文は一行目から書かなくていい の商品レビュー
「ジャケ買い」ならぬ「タイトル買い」。 著者は芥川賞作家の藤原智美さんです。 道新の「各自核論」の執筆者でもあるので、ご存知の方も多いのではないでしょうか。 一応、文章を書くことを生業としている自分にとっては、なかなか刺激的なタイトルです。 その趣旨は、「最初の一行が書けないなら...
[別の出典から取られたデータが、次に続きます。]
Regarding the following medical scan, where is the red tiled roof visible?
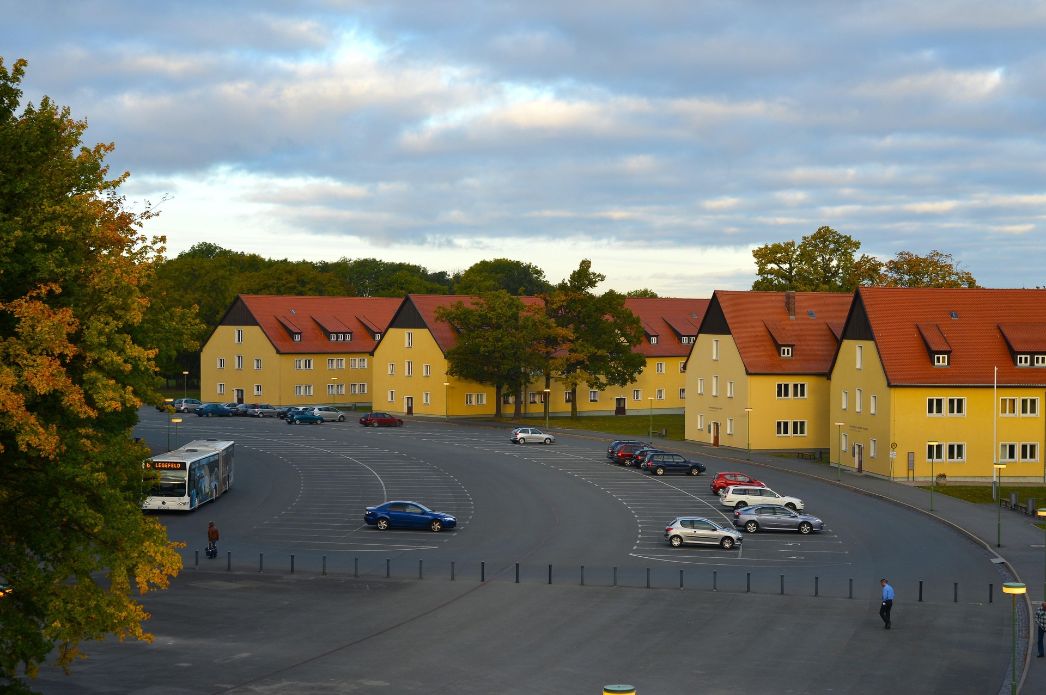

「ジャケ買い」ならぬ「タイトル買い」。 著者は芥川賞作家の藤原智美さんです。 道新の「各自核論」の執筆者でもあるので、ご存知の方も多いのではないでしょうか。 一応、文章を書くことを生業としている自分にとっては、なかなか刺激的なタイトルです。 その趣旨は、「最初の一行が書けないならほかのところから書き始めればいい」というもの。 有り体に言えば、思いついたことから書きなさいというところでしょうか。 文章を書き慣れていない人にとっては、随分と気持ちが軽くなるかもしれません。 もっとも、プロの書き手の中にも、思いついたことから書く方がいます。 たとえば、やはり芥川賞作家の長嶋有さんなんかがそう。 書きたい、あるいは、書けるシーンから書き、あとでパズルのように繋ぎ合わせて小説作品を作るのだそうです。 これを知った時、「そんな書き方があるのかっ!」と驚倒したことを覚えています。 話が逸れました。 本書はいわゆる文章読本の類でしょう。 ただ、類書と異なるのは、メールやSNSなど誰もが日常的に文章を書くようになったことを踏まえて文章術を指南している点。 デジタル化時代にあって、書くために考えることの大切さを説いた第6章は、とても示唆に富んでいます。 いわく、 「『伝わる』文章を書くことの秘訣を一つにまとめるとすると、それは日々の心の動きをないがしろにせず、自分の内面に目をとめて、それを言葉として残しておくこと以外にないのです。まわりくどい方法のようですが、これが文章術の王道です」 自分は愚にもつかない小説を書いて貴重な人生の時間を無駄にしている阿呆ですが、そんな阿呆にも得るところ大でした。 たとえば、 「読み手を特定の一人に絞って書く」 「文章にも〝勇気ある撤退〟が必要」 「読み手側に想像力を発揮する余地を残すのがよい文章」 などの助言は、いちいち腑に落ちました。 あと、これは自分もよくしていることなのですが、「すべて書いてしまわず、次の日に繰り越す」こと。 たとえば、小説を書くのはなかなかしんどい作業です。 何がしんどいと言って、机に向かって書き始めるまでが本当にしんどい。 ただ、前日に思い浮かんだことを敢えて全て書かずに数行残しておくと、翌日書き始めるのがとても楽です。 自分も文章読本の類は好きで結構読んできましたが、「すべてを書いてしまわず、次の日に繰り越す」というアドバイスには初めて出合いました笑。 あ、あと「ライターズハイ」ね。 長年、文章を書いていると、没頭してライターズハイの境地に達することがあります。 150枚の小説を書いていると、一度か二度はある。 これが堪らないから小説を書いていると云ってもいいかもしれません。 著者も「一度でもこの状態を体験すると絶対に、書くことをやめられなくなります。保証します」と語っています。 うんうんと頷きながら読みました。 文章のプロもアマチュアも、私のようにアマチュアに毛が生えたのに抜けてしまった者にも参考になる文章読本です。